I contratti con l’azienda incaricata di realizzarli andrebbero poi firmati entro il 7 agosto, mentre la consegna nelle classi sarebbe prevista per il 31 agosto.
Ovviamente parliamo di una soluzione tanto dispendiosa quanto assurda: è chiaro che si tratti di un’inutile quanto esosa misura di sicurezza, cui si potrebbe ovviare con un semplice (e veramente definitivo) distanziamento se solo i locali fossero tutti della grandezza adatta a contenere una media di 27 alunni per classe.
I veri problemi della scuola italiana
Eh già, perché il vero problema non sono tanto i banchi nelle nostre scuole, ma se mai l’esigua quantità di istituti comprensivi che già faticano ad andare avanti a causa degli 8 miliardi di tagli realizzati in questi ultimi dieci anni.
Se avessimo un numero di scuole proporzionato a quello dei discenti – e degli aspiranti docenti disponibili ad insegnare sin da un’età piuttosto giovanile – non saremmo nella condizione di dover fingere che i problemi si affrontino attraverso un investimento così discutibile.
Quando in molti hanno sollevato obiezioni e polemiche in merito – specie sulla possibilità che i ragazzi possano utilizzare i banchi come “macchinine a scontro” o cose simili – la Ministra ha inoltre specificato che si tratterà di oggetti destinati agli studenti delle superiori.
A questo punto sorge spontaneo chiedersi se l’Azzolina sia mai entrata davvero in una classe di quel grado scolastico almeno per verificare la maturità della media degli studenti che ne fanno parte, e che saranno contentissimi di cimentarsi in delle gare di velocità durante la ricreazione (se non durante le stesse lezioni…).
Banchi a parte, rimane lo scandalo di un investimento che non risolve in concreto nessuno degli attuali problemi della scuola italiana, la quale per altro dovrà aspettare ancora un pezzo prima di avere accesso a una minima parte dei soldi previsti dal Recovery Fund (circa 10 dei 172 miliardi di euro).
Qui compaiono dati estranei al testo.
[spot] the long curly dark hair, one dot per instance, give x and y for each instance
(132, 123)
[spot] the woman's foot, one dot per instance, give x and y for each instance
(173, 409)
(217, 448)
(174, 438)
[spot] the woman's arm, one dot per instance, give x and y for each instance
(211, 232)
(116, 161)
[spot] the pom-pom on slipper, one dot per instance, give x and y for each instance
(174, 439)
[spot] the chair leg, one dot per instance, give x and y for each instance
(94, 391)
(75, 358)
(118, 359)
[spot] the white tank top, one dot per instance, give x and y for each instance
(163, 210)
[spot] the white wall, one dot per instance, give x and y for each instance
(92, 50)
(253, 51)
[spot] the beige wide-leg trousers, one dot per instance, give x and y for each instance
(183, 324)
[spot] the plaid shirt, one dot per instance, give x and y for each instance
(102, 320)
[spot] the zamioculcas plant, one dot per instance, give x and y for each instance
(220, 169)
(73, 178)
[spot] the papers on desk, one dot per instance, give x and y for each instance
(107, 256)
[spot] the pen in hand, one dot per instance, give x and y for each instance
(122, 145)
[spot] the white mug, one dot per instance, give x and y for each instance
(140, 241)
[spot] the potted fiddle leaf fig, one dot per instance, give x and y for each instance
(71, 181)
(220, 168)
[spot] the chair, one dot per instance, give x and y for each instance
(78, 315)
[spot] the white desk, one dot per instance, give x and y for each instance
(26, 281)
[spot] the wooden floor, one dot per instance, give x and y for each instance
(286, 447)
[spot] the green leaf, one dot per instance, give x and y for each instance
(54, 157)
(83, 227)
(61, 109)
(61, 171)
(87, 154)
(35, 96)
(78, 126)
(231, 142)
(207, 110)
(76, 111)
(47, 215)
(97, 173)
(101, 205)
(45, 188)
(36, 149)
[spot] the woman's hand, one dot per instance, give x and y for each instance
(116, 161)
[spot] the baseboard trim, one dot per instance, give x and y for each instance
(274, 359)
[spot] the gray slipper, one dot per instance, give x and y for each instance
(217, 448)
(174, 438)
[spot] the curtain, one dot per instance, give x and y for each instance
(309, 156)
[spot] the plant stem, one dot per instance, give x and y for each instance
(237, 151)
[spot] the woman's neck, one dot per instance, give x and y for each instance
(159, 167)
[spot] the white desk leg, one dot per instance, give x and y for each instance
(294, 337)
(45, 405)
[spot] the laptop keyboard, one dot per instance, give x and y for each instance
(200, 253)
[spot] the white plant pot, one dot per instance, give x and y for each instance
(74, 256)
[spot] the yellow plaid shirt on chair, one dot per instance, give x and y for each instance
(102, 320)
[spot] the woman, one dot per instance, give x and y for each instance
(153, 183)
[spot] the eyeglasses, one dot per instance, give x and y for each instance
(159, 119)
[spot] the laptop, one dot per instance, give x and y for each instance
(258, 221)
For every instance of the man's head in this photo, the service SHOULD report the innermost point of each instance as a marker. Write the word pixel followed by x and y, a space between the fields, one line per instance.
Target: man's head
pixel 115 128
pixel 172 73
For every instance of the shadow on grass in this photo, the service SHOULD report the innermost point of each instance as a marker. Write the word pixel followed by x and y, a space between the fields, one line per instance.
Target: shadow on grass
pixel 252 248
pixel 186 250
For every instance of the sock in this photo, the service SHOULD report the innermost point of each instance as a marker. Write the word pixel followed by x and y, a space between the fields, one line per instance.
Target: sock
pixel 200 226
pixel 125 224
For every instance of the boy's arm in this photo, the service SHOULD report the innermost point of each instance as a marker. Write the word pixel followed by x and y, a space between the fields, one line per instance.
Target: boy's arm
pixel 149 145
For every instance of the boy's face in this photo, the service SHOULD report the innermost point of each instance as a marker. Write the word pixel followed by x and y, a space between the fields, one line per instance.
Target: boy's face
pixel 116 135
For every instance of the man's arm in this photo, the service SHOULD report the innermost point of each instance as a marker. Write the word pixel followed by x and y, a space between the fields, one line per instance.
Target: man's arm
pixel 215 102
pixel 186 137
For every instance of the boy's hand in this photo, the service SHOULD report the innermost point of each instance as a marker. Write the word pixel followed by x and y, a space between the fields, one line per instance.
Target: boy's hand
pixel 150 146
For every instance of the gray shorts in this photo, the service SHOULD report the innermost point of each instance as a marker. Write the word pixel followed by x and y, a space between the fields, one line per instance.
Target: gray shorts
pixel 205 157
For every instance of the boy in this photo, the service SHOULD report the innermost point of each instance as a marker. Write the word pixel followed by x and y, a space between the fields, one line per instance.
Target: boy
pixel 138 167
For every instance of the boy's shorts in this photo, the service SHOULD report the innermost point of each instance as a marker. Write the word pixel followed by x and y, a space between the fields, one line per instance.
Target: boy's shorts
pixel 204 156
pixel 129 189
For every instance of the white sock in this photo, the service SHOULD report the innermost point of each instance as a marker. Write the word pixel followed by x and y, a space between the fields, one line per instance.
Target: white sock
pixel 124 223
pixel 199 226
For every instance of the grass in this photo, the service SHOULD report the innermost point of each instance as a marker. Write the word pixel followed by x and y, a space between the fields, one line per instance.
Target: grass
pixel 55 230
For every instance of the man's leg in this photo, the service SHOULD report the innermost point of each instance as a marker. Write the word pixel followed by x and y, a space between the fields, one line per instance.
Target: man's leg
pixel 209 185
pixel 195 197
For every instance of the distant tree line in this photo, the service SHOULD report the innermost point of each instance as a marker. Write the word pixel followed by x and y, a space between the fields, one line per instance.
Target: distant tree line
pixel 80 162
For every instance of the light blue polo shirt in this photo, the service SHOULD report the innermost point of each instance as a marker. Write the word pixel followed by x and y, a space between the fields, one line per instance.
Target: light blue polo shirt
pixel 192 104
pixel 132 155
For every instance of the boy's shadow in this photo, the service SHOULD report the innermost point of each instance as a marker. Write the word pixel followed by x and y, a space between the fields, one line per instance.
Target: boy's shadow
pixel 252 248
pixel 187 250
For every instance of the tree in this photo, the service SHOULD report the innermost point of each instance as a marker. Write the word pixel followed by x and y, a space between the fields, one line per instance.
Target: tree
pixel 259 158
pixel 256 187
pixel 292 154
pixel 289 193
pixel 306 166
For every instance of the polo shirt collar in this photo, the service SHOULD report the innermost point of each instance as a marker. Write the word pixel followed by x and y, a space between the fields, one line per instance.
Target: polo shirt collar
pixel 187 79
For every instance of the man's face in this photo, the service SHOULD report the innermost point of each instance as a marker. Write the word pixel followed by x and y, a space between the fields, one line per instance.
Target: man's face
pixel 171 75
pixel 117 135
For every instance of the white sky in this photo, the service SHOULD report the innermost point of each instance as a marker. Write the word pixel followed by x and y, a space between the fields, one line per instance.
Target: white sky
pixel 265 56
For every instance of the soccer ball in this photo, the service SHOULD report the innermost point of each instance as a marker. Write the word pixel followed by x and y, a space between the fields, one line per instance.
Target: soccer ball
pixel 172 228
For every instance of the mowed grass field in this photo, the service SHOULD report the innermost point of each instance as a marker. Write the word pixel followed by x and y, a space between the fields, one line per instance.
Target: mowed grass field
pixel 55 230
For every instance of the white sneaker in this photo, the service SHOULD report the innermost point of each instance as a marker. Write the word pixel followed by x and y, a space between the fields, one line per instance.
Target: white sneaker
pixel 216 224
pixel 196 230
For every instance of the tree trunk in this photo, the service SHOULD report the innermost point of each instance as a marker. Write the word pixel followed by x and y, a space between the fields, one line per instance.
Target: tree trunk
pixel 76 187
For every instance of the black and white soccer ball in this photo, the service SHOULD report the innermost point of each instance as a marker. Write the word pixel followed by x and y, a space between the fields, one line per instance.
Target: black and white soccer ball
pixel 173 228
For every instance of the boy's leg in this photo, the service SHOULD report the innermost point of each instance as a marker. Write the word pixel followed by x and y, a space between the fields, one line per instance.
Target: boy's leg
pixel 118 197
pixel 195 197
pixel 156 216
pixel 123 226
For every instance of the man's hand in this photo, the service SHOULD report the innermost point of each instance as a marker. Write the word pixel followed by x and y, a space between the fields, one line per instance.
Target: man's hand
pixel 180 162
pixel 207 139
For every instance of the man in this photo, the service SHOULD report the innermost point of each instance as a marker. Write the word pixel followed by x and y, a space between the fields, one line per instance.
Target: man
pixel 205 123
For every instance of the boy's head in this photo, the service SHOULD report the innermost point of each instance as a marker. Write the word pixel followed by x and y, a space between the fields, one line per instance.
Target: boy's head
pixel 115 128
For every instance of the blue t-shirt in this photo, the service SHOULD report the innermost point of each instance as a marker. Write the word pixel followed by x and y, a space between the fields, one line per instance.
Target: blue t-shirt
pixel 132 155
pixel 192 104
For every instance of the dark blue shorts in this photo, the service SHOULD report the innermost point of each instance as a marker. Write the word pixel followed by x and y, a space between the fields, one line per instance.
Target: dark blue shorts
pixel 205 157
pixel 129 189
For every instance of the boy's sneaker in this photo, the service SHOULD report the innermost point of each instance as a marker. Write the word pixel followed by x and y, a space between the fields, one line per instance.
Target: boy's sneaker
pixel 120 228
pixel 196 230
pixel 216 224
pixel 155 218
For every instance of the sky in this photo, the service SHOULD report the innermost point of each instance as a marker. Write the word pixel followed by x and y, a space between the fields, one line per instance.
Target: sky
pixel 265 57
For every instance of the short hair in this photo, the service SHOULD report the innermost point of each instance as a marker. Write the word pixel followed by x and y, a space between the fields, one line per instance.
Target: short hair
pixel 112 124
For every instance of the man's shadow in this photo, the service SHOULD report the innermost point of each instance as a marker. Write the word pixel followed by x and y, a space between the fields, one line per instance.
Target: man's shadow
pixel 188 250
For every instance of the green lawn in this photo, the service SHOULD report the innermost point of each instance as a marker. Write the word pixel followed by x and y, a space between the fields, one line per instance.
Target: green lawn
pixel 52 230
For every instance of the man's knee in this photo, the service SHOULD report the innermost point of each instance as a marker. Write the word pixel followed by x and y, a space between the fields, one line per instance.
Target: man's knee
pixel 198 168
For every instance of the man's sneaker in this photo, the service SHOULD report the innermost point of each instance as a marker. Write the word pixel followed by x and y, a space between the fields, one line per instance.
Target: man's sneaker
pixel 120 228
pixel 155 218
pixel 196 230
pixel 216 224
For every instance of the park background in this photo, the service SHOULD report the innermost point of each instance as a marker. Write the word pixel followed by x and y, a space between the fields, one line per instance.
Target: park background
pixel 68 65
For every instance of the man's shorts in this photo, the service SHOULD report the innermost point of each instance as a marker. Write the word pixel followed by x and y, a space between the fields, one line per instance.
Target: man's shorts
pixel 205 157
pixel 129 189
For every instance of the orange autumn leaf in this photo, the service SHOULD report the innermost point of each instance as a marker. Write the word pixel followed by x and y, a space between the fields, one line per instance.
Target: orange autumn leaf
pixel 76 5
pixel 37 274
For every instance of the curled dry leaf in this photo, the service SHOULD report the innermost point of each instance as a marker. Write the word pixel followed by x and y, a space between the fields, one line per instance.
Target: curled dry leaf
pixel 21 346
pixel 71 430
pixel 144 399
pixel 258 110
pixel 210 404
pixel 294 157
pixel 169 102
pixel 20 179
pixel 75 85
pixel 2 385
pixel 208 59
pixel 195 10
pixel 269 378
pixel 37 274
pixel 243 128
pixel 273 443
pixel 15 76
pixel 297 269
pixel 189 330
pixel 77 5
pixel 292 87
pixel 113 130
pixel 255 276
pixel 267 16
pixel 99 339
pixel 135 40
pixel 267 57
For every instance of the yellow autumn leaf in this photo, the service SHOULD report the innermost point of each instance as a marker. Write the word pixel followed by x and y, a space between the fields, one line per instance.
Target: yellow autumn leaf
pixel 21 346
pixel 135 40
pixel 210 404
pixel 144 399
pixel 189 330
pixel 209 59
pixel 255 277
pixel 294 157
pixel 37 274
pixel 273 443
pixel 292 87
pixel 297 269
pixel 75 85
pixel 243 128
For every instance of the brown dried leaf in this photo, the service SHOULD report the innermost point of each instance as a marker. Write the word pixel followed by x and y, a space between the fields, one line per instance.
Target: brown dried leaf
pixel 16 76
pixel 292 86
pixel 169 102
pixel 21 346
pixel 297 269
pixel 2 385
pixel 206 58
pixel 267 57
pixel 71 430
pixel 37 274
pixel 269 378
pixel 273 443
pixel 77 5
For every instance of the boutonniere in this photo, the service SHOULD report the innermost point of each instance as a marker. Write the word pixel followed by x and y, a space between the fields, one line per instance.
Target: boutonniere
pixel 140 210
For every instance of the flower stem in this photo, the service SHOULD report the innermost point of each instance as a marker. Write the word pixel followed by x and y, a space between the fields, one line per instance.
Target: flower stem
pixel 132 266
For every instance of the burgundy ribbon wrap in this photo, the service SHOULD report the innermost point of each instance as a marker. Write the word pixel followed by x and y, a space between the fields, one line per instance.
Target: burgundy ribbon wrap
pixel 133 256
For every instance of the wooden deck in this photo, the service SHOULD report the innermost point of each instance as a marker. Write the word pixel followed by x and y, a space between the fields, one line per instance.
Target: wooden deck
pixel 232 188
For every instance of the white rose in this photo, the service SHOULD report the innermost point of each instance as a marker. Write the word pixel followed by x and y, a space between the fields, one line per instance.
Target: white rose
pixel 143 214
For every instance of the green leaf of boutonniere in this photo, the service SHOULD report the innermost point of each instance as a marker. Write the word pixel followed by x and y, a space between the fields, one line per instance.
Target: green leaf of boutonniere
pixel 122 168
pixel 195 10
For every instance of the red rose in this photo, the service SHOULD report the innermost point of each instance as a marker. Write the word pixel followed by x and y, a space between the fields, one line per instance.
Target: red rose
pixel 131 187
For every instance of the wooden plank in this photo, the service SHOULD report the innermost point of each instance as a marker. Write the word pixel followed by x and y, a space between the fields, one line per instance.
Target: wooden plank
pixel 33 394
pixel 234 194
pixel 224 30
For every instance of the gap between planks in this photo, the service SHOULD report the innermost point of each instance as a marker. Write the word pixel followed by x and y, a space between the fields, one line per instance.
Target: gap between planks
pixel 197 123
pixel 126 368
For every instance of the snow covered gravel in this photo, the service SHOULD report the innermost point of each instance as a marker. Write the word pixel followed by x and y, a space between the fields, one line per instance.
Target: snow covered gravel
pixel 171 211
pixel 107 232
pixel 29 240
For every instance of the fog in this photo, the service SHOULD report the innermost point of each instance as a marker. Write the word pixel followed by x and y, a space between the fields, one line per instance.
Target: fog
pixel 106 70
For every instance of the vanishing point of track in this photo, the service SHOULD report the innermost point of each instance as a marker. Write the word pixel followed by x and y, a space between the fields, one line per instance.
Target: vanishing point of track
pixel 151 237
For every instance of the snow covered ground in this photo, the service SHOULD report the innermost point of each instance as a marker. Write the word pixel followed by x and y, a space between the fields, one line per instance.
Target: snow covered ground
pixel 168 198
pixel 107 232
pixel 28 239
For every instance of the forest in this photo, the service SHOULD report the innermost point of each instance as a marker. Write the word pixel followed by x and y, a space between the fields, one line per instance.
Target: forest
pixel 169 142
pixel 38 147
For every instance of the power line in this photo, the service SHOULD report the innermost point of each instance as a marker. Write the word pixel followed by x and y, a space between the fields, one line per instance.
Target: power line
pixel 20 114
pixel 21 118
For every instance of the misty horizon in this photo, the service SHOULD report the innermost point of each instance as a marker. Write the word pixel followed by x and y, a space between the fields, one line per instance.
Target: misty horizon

Si parla infatti del 2022 (per il 60%) mentre il resto dovrebbe essere fornito nel 2024.
Insomma, bisogna aspettare (e non è detto che nel frattempo l’Italia non avrà cambiato almeno un altro paio di ministri dell’istruzione) un dato di fatto che aumenta l’incertezza sui prossimi fondi assicurabili in futuro.
Fondi esigui rispetto alla cifra totale, certo, ma di cui la scuola italiana ha un immenso, immediato bisogno.